1. The Do-Nothing Strategy
First, simply “do nothing” can be a valid strategy.
If the market is unclear and movement is hard to predict, you don’t have to force trades.
This “courage to not act” is surprisingly difficult. I understand (laugh).
2. Scalping Strategy
Next is scalping.
But there are broad and narrow definitions of scalping.
Narrow definition of scalping: ultra-short-term trades from a few seconds to a few minutes
Broad definition of scalping: short-term trades from a few minutes to a few tens of minutes, stacking small profits
I’m using the broad definition here.
In a summer-doldrums market with small moves, it’s suitable to target and capture fine price movements.
3. Liquidity Sweep Strategy
Finally, a term you might not be familiar with: the “Liquidity Sweep Strategy.”
Simply put, it’s a method that targets points where market liquidity concentrates and moves the market there to take profit.
For example, you aim at price zones with lots of limit orders piling up and move quickly from there to gain profits.
Many may wonder “What is liquidity?”, so I’ll explain this in detail in future blog posts.

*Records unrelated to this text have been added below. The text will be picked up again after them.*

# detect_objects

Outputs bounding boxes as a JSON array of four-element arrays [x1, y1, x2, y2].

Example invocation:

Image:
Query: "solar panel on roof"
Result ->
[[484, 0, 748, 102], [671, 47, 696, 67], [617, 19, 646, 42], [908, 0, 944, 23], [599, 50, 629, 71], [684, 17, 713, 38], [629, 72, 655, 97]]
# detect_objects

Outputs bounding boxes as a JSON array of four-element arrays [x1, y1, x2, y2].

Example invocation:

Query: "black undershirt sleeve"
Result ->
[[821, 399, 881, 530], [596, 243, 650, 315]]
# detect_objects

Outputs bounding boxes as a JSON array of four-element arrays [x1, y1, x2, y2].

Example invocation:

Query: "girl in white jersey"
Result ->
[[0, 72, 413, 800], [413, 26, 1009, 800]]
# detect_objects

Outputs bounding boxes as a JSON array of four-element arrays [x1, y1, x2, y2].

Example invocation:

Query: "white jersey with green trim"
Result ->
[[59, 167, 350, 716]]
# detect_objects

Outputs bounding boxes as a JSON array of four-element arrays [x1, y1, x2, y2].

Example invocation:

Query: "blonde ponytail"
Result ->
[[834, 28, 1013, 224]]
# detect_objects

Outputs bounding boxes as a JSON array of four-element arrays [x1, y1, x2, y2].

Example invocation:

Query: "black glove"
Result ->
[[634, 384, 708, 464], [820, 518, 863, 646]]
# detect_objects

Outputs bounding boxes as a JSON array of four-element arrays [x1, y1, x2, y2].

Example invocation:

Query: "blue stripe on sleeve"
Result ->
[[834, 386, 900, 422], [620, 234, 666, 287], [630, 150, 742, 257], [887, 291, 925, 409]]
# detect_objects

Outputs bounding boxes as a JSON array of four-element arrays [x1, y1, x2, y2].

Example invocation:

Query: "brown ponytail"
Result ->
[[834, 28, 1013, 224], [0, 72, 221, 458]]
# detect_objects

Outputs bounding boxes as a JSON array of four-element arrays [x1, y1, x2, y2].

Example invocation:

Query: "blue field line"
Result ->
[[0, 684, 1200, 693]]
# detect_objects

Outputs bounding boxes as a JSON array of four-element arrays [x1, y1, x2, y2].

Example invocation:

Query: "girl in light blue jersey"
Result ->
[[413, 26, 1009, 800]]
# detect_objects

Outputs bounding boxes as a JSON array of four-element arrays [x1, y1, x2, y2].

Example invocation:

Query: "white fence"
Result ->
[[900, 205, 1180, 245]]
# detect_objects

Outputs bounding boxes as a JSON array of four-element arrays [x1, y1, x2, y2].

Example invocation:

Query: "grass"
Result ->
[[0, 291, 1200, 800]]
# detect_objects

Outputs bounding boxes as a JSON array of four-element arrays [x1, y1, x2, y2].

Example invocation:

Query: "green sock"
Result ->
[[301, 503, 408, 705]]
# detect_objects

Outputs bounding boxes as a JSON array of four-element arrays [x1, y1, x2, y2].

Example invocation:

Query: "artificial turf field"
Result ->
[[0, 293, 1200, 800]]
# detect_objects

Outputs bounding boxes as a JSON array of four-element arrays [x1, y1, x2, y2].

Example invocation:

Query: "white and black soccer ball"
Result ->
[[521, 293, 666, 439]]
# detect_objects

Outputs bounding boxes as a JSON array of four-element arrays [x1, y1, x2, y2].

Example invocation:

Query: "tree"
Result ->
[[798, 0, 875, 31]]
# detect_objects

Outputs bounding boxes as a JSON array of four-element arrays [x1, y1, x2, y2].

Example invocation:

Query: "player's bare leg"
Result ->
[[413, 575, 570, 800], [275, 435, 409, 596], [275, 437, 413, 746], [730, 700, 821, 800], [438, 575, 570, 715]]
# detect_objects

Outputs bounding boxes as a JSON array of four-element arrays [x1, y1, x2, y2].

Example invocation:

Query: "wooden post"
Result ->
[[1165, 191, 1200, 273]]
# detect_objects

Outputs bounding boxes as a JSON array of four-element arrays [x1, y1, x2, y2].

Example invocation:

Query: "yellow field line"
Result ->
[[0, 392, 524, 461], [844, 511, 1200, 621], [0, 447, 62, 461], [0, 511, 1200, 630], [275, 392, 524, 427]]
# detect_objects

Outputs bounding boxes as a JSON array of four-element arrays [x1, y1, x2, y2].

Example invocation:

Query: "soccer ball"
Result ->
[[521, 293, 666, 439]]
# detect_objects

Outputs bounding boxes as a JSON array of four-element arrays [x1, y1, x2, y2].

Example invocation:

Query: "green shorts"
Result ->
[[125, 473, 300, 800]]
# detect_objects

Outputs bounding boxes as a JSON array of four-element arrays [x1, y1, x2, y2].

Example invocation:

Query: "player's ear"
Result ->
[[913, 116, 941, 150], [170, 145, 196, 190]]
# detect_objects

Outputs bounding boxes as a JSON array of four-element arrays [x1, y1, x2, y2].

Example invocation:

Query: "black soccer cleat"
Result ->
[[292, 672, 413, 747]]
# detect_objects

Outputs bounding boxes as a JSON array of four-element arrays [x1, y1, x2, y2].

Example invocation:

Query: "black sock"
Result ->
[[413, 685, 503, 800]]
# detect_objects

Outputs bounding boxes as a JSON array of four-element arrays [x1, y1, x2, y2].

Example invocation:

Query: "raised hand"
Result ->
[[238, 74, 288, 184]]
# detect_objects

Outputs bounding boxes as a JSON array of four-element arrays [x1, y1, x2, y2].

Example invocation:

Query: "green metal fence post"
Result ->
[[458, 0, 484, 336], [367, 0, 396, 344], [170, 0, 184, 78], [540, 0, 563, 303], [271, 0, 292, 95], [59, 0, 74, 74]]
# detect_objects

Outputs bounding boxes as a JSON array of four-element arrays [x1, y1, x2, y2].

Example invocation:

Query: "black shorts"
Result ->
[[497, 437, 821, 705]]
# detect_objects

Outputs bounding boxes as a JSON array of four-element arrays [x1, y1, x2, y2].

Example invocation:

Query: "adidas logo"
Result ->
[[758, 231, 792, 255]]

Summary: The summer doldrum market is boring, but can be enjoyable with knowledge and strategy!
Today I introduced the behind-the-scenes movements of USD/JPY in the summer doldrums, the importance of options, and three strategies to ride them out.
Honestly, the summer doldrum can be difficult and quiet, so it may feel boring.
But if you understand the market’s mechanisms and background, you may find it fascinating and an opportunity to upgrade your skills.
If you think, “Shall I skip trading today?” that can also be a valid strategy.
Also, in future posts I’ll delve deeper into the “scalping strategy” and the “liquidity sweep strategy” I touched on today.
Everyone, please overcome the summer doldrums without overextending and enjoy it!
P.S.
Watch out for summer heat! I recently, succumbing to the heat, ate three ice creams in an air-conditioned room, and my stomach was surprised (laugh). Balance is key in both trading and health!